Understanding the encoding of extracted functions

The encoding I am focusing on is the encoding for fish, as I have shown that I have the best results with my work. Therefore, I want to test the encoding on my extracted (SIFT) functions and check the system performance with or without encoding.

Instead of starting fresh, I found that vl_feat has a built-in coding library for fishermen, and they have a tutorial for this, as well as related here

Now I have already completed most of what is required, but what is actually encoded is confusing, for example, the manual explains that fish coding is performed using parameters obtained by GMM, such as [means, covariances, priors] and SIFT functions should be used here in GMM according to the tutorial:

Coding Fisher uses GMM to create a dictionary. To illustrate the construction of GMM, consider a series of two-dimensional data points. In practice, these items will be a collection of SIFT or other local image functions.

 numFeatures = 5000 ; dimension = 2 ; data = rand(dimension,numFeatures) ; numClusters = 30 ; [means, covariances, priors] = vl_gmm(data, numClusters); 

Then, as soon as I complete this step, should I encode another dataset? It bothers me. I have already used my extracted SIFT functions to generate parameters for GMM.

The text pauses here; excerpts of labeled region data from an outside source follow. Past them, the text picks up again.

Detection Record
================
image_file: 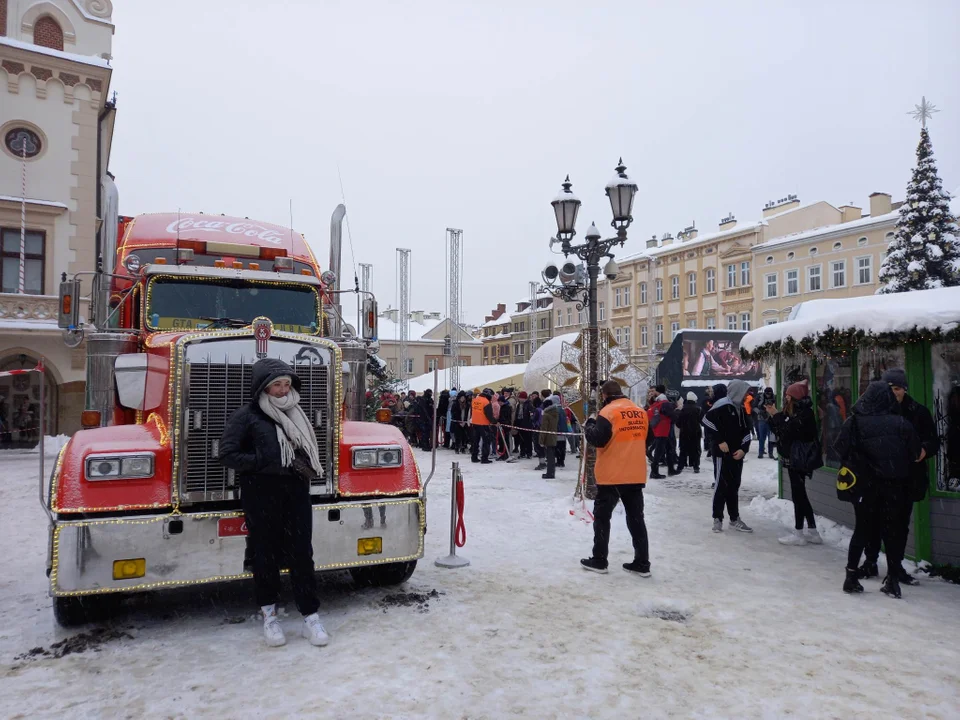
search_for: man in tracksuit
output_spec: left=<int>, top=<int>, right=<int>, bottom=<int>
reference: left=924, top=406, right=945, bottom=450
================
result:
left=703, top=380, right=753, bottom=532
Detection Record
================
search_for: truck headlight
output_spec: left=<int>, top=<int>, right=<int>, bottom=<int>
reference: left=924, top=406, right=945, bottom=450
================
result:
left=85, top=453, right=154, bottom=480
left=353, top=445, right=403, bottom=468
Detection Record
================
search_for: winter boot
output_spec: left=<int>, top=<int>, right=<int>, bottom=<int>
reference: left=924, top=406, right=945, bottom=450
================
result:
left=260, top=605, right=287, bottom=647
left=843, top=568, right=863, bottom=593
left=623, top=560, right=650, bottom=577
left=777, top=530, right=807, bottom=545
left=300, top=613, right=330, bottom=647
left=580, top=557, right=607, bottom=575
left=880, top=574, right=901, bottom=600
left=730, top=518, right=753, bottom=532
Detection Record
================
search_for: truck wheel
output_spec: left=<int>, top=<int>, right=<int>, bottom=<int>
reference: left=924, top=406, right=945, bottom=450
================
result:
left=53, top=596, right=113, bottom=627
left=350, top=560, right=417, bottom=587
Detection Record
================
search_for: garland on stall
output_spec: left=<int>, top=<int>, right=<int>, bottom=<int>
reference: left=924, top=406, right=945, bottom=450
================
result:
left=740, top=326, right=960, bottom=360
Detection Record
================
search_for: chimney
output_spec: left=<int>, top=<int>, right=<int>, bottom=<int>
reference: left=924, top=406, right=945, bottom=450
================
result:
left=870, top=193, right=893, bottom=217
left=763, top=195, right=800, bottom=220
left=840, top=204, right=863, bottom=223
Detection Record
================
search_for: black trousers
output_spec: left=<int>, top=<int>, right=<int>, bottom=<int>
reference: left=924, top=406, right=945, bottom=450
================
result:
left=864, top=481, right=913, bottom=569
left=713, top=453, right=743, bottom=522
left=787, top=468, right=817, bottom=530
left=470, top=425, right=493, bottom=460
left=652, top=437, right=676, bottom=475
left=240, top=475, right=320, bottom=616
left=593, top=483, right=650, bottom=566
left=677, top=435, right=700, bottom=472
left=543, top=445, right=557, bottom=477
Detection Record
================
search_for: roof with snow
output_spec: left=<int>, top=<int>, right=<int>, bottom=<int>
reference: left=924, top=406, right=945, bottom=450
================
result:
left=407, top=363, right=527, bottom=392
left=740, top=287, right=960, bottom=355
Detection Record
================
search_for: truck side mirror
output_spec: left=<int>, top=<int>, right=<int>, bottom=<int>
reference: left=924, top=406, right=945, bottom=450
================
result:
left=360, top=298, right=377, bottom=340
left=57, top=273, right=80, bottom=330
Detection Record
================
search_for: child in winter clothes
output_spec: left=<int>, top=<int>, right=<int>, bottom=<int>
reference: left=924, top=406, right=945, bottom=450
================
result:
left=703, top=380, right=753, bottom=532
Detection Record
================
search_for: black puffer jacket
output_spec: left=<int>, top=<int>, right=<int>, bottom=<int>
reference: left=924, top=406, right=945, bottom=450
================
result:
left=219, top=358, right=300, bottom=480
left=770, top=397, right=817, bottom=458
left=834, top=380, right=920, bottom=485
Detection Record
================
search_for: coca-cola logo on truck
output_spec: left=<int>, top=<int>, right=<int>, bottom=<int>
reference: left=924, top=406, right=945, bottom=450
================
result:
left=167, top=218, right=283, bottom=245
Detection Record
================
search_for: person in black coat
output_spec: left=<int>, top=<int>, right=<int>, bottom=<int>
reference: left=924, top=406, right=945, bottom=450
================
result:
left=834, top=380, right=921, bottom=598
left=761, top=382, right=823, bottom=545
left=677, top=392, right=703, bottom=473
left=860, top=368, right=940, bottom=585
left=219, top=358, right=330, bottom=647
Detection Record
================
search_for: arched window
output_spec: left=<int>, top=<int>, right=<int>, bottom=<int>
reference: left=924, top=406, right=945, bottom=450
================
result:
left=33, top=15, right=63, bottom=50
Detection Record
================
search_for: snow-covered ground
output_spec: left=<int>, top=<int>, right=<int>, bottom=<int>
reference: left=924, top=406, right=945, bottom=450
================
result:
left=0, top=451, right=960, bottom=718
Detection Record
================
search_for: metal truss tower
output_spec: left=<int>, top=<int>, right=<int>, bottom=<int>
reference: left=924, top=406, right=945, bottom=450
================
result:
left=447, top=228, right=463, bottom=390
left=397, top=248, right=410, bottom=389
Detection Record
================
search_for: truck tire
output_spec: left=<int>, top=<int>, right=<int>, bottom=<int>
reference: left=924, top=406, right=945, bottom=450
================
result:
left=53, top=596, right=115, bottom=627
left=350, top=560, right=417, bottom=587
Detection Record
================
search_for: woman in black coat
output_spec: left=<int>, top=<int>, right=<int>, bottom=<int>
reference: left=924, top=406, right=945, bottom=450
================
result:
left=764, top=382, right=823, bottom=545
left=834, top=380, right=921, bottom=598
left=219, top=358, right=330, bottom=647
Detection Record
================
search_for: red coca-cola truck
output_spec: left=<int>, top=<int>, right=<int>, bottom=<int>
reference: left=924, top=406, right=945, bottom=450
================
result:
left=41, top=206, right=426, bottom=625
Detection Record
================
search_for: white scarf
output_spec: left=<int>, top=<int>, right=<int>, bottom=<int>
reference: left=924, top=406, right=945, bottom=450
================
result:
left=259, top=388, right=323, bottom=477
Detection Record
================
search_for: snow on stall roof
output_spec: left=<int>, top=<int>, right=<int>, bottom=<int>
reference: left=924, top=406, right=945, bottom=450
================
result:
left=740, top=287, right=960, bottom=352
left=0, top=195, right=70, bottom=210
left=0, top=37, right=112, bottom=69
left=754, top=210, right=900, bottom=250
left=407, top=363, right=527, bottom=393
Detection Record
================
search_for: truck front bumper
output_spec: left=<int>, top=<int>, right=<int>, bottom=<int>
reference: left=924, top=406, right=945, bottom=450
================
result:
left=50, top=498, right=425, bottom=596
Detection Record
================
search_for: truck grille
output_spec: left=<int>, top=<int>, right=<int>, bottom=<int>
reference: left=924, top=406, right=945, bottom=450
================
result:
left=180, top=356, right=333, bottom=503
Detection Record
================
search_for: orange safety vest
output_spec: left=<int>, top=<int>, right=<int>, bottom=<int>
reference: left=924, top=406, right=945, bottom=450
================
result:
left=471, top=395, right=490, bottom=425
left=594, top=398, right=649, bottom=485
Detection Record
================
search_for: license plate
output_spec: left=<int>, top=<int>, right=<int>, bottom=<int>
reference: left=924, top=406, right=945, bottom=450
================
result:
left=217, top=518, right=249, bottom=537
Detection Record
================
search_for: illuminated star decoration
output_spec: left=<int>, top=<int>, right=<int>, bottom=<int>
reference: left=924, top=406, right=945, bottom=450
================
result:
left=907, top=97, right=940, bottom=128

Then we create another random set of vectors that must be encoded using the Fisher Vector view and the GMM just obtained:

 encoding = vl_fisher(datatoBeEncoded, means, covariances, priors); 

So, here encoded is the end result, but WHAT encodes it? I need my SIFT functions, which I extracted from my images for encoding, but if I follow the manual used by GMM. If so, what is datatoBeEncoded ? Can I use SIFT feats again?

thanks

Update

@Shai

Thank you, but I believe that I should do something wrong. I don’t quite understand what you mean by "comparing images with yourself." I have 4 classes, from each class 1000 images. So I used the first 600 images from class 1 to find out the gmm parameters, and then use these parameters to encode fishing vectors

 numClusters = 128 ; [means, covariances, priors] = vl_gmm(data, numClusters); 

So each means, covariances has a size of 128 x 128 and priors of a size of 1 x 128

Now that I use them to encode a fisher vector on 400 images using the function

 encoding = vl_fisher(datatoBeEncoded, means, covariances, priors); 

the size of the encoding is very different from the size of 12000 x 1 . They cannot be compared with generated models.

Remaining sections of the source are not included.